Kemudian para pemimpin negara-negara Barat juga berusuara lantang mengutuk para "preman" ini sebagai penodaan demokrasi dan supremasi hukum mereka. Tetapi ketika kerusuhan melanda Gedung Legislatif di Hong Kong satu setengah tahun lalu, media arus utama Barat dan politisi Barat menyebut para pembuat onar ini sebagai "pejuang demokrasi" dan "demonstran damai".
Kongres AS bahkan mengeluarkan apa yang disebut "Undang-Undang Hak Asasi Manusia dan Demokrasi Hong Kong" untuk mendukung tindakan kekacauan di Hong Kong.
Pada bulan Desember tahun lalu, 300.000 warga London "melarikan diri" karena "city lockdown/kota tertutup" London, dan warga dan orang dari Inggris "dilarang" masuk oleh ratusan negara di seluruh dunia, tetapi perlu di-infokan apakah kita telah memperhatikan detailnya, yaitu mutasi virus di Inggris sudah ditemukan pada September tahun lalu, tetapi tidak dilaporkan atau diberitahukan kepada WHO hingga Desember tahun lalu.
Sebaliknya, pada akhir tahun 2019, ketika Tiongkok langsung memberi tahu WHO dan beberapa negara tentang terjadinya penyakit abnormal, kemudian personel sains dan teknologi Tiongkok membuat urutan genetik virus tersebut dalam waktu satu bulan, dan diumumkan kepada dunia.
Namun, politisi Barat yang anti-Tiongkok dan media arus utama masih membicarakan dan menuduh Tiongkok menyembunyikan epidemi, dan mereka masih melemparkan kesalahan pandemi kepada Tiongkok. Â Kemudian, pada 23 Januari tahun lalu, 1,4 miliar rakyat Tiongkok di Wuhan "menutup kota" dengan segera dengan tujuan untuk mengabdikan diri untuk memerangi "epidemi" dan memenangkan setidaknya satu bulan untuk "epidemi/pandemi" kepada dunia luar.
Tetapi pada saat itu, "New York Times" menerbitkan sebuah artikel yang menguntuk tindakan ini sebagai "membawa kerugian besar bagi kehidupan dan kebebasan rakyat." Lebih banyak media Barat yang mengutuk pemerintah Tiongkok karena dikatakan telah melanggar hak asasi manusia (HAM).
Tetapi kemudian pada bulan Maret 2020, ketika Italia memutuskan untuk menutup/lockdown Milan, Venesia, dan kota-kota lain untuk mengendalikan pandemi, New York Times mengklaim bahwa Italia mengorbankan kepentingan ekonominya sendiri untuk mencegah "penyebaran pandemi".
Lalu ada kejadian yang sangat konyol di penghujung tahun lalu Menurut pemberitaan yang diungkap media Australia, dari 2009 hingga 2013, pasukan khusus Australia menewaskan 39 warga sipil dan tawanan di Afghanistan.

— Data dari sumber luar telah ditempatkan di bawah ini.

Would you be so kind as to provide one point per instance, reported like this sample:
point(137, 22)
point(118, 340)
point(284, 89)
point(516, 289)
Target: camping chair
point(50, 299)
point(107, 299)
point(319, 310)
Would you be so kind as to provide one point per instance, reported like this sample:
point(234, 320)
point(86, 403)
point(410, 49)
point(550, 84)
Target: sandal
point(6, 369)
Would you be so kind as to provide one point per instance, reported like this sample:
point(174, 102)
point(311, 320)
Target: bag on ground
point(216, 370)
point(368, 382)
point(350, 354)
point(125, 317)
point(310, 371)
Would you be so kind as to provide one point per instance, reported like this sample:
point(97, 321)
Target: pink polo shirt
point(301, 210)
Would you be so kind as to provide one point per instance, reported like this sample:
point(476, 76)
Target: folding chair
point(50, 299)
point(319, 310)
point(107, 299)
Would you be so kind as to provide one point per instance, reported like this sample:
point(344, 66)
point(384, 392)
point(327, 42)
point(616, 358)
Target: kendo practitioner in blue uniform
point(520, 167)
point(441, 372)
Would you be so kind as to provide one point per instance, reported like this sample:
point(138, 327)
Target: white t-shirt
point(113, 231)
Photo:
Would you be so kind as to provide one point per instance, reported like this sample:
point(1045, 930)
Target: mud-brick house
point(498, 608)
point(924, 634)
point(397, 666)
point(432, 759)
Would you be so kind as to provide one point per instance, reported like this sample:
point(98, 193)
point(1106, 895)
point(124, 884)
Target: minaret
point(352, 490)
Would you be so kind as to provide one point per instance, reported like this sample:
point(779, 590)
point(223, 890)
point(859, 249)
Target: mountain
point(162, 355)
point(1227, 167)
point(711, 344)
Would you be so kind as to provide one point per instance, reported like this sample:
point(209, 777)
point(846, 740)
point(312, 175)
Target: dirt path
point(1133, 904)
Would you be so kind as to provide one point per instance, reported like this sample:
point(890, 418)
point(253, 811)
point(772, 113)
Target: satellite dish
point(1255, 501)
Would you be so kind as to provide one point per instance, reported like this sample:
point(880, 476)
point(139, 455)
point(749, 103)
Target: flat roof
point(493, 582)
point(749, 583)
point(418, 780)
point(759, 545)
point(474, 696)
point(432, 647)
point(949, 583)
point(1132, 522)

Kemudian, juru bicara Kementerian Luar Negeri Tiongkok Zhao Lijian memposting pesan di media sosial yang mengutuk pelanggaran HAM yang dilakukan oleh tentara Australia ini.
Kemudian pejabat senior dari AS dan negara Barat lainnya mengeluarkan pernyataan mendukung tuntutan yang tidak masuk akal dari Perdana Menteri Australia ini.